First, liquidity depth. As mutual fund capital flows into REITs at scale, secondary market liquidity for listed real estate instruments will deepen significantly. This liquidity premium will, over time, compress yields and attract a broader base of institutional investors, creating a virtuous cycle.
Second, asset quality selection. Mutual fund managers operate under fiduciary obligations and regulatory scrutiny that impose discipline on asset selection. As these investors become a larger share of REIT demand, the quality threshold for assets entering REIT portfolios will rise. Developers seeking REIT-eligible capital will need to meet higher standards of construction quality, tenant management, and environmental compliance.
Third, geographic diversification. India's institutional real estate investment has historically concentrated in a handful of gateway cities. Mutual fund capital, by nature distributed and diversified, could accelerate the institutionalization of tier-two and tier-three city real estate markets. Data centers, logistics parks, and mixed-use developments in emerging urban corridors stand to benefit from this broadening of institutional interest.
The 56% year-on-year surge in mutual fund exposure to REITs and InvITs is an early indicator of this transformation, but the trajectory remains in its formative stages. The projected doubling of REIT and InvIT market AUM to ₹20 trillion by 2030 suggests that the capital bridge Mohanty and his peers are engineering will become one of the defining features of Indian real estate's institutional evolution.

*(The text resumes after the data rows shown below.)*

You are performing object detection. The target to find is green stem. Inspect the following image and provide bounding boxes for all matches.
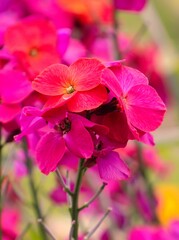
[0,123,3,239]
[24,143,48,240]
[137,143,159,223]
[70,159,84,240]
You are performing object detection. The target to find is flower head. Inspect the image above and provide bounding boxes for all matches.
[32,58,107,112]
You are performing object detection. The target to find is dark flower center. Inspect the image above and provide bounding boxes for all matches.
[55,117,71,134]
[29,48,39,57]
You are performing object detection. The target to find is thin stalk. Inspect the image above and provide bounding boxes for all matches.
[24,143,48,240]
[38,219,56,240]
[137,143,159,223]
[56,169,73,196]
[70,159,84,240]
[84,208,112,240]
[0,123,3,239]
[78,183,107,211]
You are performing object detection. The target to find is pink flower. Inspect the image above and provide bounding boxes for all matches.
[1,207,20,240]
[5,18,59,77]
[15,107,107,174]
[0,70,32,123]
[102,63,166,140]
[32,58,107,112]
[86,137,130,182]
[114,0,147,12]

A new institutional grammar for Indian real estate
Swarup Mohanty's significance extends beyond his role at Mirae Asset. He represents a new category of capital leader in Indian real estate, one who operates outside the traditional developer-PE nexus and brings the scale, discipline, and continuity of mutual fund capital to an asset class that has long been dominated by episodic, concentrated investment flows.
The regulatory infrastructure is now in place. SEBI's reclassification of REITs as equity instruments has removed the structural barriers that kept mutual fund capital at the periphery. The market data confirms that capital is responding to these new pathways. And a generation of institutional leaders, from Mohanty at Mirae Asset to Goenka at Nisus Finance, is building the operational architecture required to sustain these flows.
GRI Institute continues to track this institutional transformation through its India real estate research and leadership convenings, where senior executives across asset management, development, and advisory firms examine the evolving capital structures shaping the market. The shift from episodic deal-making to systematic capital allocation represents a maturation that will define Indian real estate for the next decade.
The question is no longer whether mutual fund capital will enter Indian real estate at scale. The question is how quickly the market's infrastructure, from REIT pipelines to asset quality standards, can evolve to absorb it.